The CPS documentation for OCC lists the codes that correspond to each year. However, a lot of these seem to be wrong.
For example, 1971 uses the 1970 Census codes, even though the documentation says it uses the 1960 Census codes. In 1969 and 1970, most of the dataset uses 1960 Census codes, but there are a few respondents that use the 1970 Census codes.
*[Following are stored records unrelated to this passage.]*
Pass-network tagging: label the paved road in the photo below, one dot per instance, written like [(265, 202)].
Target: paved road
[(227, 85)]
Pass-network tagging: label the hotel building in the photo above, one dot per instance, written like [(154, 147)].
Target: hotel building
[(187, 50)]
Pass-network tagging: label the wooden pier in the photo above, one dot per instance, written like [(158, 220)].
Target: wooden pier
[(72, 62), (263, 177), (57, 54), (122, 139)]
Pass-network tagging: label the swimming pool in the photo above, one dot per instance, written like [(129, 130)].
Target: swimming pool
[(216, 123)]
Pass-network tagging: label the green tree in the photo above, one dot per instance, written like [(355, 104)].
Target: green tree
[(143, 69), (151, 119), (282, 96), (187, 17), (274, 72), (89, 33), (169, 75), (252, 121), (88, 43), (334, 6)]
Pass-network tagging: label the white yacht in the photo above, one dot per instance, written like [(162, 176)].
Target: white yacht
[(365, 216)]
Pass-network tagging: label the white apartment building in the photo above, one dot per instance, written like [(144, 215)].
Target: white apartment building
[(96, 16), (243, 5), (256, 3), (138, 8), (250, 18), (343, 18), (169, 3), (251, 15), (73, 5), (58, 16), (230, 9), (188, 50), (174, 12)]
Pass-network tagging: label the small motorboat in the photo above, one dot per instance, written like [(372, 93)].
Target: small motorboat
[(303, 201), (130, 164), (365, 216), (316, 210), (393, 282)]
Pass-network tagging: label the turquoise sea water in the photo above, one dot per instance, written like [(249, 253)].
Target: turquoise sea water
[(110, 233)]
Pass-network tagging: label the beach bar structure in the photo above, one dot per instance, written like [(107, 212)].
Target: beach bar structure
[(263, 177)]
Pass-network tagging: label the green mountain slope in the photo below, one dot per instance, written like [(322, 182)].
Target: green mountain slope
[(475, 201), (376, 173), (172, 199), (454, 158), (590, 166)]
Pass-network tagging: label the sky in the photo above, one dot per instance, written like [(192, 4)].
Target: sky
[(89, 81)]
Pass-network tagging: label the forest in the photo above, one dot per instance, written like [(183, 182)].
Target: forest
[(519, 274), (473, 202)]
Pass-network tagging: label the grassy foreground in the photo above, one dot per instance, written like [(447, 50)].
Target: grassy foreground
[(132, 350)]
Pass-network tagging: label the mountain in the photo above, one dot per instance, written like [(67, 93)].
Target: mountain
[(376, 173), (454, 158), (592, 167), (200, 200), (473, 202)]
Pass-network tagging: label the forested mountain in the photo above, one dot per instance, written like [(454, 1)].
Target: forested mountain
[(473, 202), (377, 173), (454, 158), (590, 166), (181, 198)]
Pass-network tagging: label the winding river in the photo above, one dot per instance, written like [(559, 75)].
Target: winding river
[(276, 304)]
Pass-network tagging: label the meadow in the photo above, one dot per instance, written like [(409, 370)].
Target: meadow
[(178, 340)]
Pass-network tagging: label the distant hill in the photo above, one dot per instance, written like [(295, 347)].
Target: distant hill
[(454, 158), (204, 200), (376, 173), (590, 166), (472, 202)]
In 1977, there’s an entry which uses an OCC code which doesn’t exist in the 1970 Census codes but does exist in the 1980 Census codes.
So far, I’ve been going through and correcting these manually for my analysis. But this is still really dangerous, because so far I’m only able to spot the errors that occur because there’s an incorrect code. However, I am concerned that there may be even more “silent errors” where the same code in the 1960 and 1970 Census codes have entirely different meanings, and so interpreting them incorrectly is just leading to incorrect results.
Could someone please go through more systematically and correct these errors?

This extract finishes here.